The closest airport serving Bagan area is Nyaung U Airport, which currently serves only domestic air routes. The airport is located around four kilometers from Nyaung U town. In 2015, the airport received an estimated 247,140 international arrivals, an increase of 7.4% from 2014. International leisure arrivals constitute more than 80% of hotel demand in the area. The rise in tourism has attracted a sizable population to the area. Old Bagan, the former site of the village that was relocated, is now off limits to permanent dwellings. Today, majority of the population resides either in New Bagan (south of Old Bagan) or Nyaung U town (north of Old Bagan). While the basic tourism infrastructure is in place, commercial areas are still under-developed and there is little commercial demand in the area.
At end of 2015, there were 78 registered hotels with 2,565 rooms in Bagan. Due to a 2016 ban on hotel construction and changes in hotel zoning, new hotel supply planned to open after the elections was not able to start as per on schedule.
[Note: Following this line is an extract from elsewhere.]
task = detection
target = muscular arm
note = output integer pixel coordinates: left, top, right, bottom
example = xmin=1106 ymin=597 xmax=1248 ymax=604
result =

This includes 30 to 40 new hotels at different stages of construction. It is not known when the ban will be lifted, but considering more regulations are being put in place, development in the designated hotel zones are expected to continue. In view of the increasing Leisure demand in Bagan, an under supply situation may arise during high season.
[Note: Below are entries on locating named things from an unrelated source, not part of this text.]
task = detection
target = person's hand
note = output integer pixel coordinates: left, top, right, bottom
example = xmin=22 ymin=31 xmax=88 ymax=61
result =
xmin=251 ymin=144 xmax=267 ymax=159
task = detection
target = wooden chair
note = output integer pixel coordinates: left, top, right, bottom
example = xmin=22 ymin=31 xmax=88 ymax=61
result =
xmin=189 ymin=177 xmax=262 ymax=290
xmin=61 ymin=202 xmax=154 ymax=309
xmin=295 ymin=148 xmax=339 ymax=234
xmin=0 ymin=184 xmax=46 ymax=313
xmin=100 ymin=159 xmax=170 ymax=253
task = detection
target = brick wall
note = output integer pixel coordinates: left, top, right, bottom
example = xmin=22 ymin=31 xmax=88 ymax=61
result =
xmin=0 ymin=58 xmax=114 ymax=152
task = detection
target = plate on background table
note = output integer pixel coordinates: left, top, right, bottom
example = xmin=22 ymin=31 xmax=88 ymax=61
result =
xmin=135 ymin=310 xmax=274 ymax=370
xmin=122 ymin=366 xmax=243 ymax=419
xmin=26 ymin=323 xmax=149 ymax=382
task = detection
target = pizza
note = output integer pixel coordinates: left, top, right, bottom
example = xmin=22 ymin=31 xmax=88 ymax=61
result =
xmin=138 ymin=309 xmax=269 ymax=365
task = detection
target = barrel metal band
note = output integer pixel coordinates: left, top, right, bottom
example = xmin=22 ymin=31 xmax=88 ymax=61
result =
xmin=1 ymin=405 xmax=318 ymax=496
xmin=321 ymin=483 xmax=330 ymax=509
Business Environment in Myanmar: Challenges and Opportunities
Doing business in Myanmar can be challenging for new investors. Due to its complex regulations, new businesses face difficulties to open and operate in Myanmar. In World Bank’s Doing Business 2015 Myanmar report, the ease of doing business in Myanmar was ranked 177 out of the 189 economies worldwide. This is a much lower ranking as compared to the regional average of 92 in East Asia Pacific. It is observed that minimum paid-in capital (6,190% of income per capita), costly procedures (156% of income per capita) and long delays (average of 72 days) were the main challenges to start a business in Myanmar.
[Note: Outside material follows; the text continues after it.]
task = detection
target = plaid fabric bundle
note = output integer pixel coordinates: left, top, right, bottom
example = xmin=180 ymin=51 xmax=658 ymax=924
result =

Specifically for hotel developments, these difficulties are coupled with regulatory uncertainty and frequent update of regulations. In the case of construction licensing, for instance, unclear procedures and difficulty to access authorities have attributed to development at a relatively moderate pace. For example, the theoretical length to process an application for the MIC permit is 90 days, but in reality it can take up to 5 months. In certain cases, constructions may illegitimately begin without official approval.
However, as the relevant authorities are working towards establishing a clearer framework, more clarity is expected for the future. There are also initiatives to encourage FDI, such as the new Foreign Investment Law (FIL) introduced in 2012. This includes incentives covering corporate ownership, land use, tax relief, local equity and employment of foreign nationals. The new FIL allows 100% foreign ownership of hospitality real estate development projects for establishments rated above 3-star. It also extends long leases for up to 50 years upon application. Some tax reliefs include tax exemption for five consecutive years and exemption from income tax for profits reinvested within one year.
Recent initiatives include the launch of an online registration portal for the travel and hotel industry. Starting from July 2016, applications and renewals for hotel licenses, tour company licenses, tour guide licenses and licenses to provide transportation for tourists can be completed on this platform.
Myanmar holds largely untapped potential as a new tourism destination in Southeast Asia. While we see progressive moves to assist in the smooth development of the tourism industry, it would take time for the government to implement the changes, and investors are still waiting for policies to be clearer. However, as the business environment and tourism attractions improve further, we should expect new investment opportunities to arise, especially in the leisure destinations.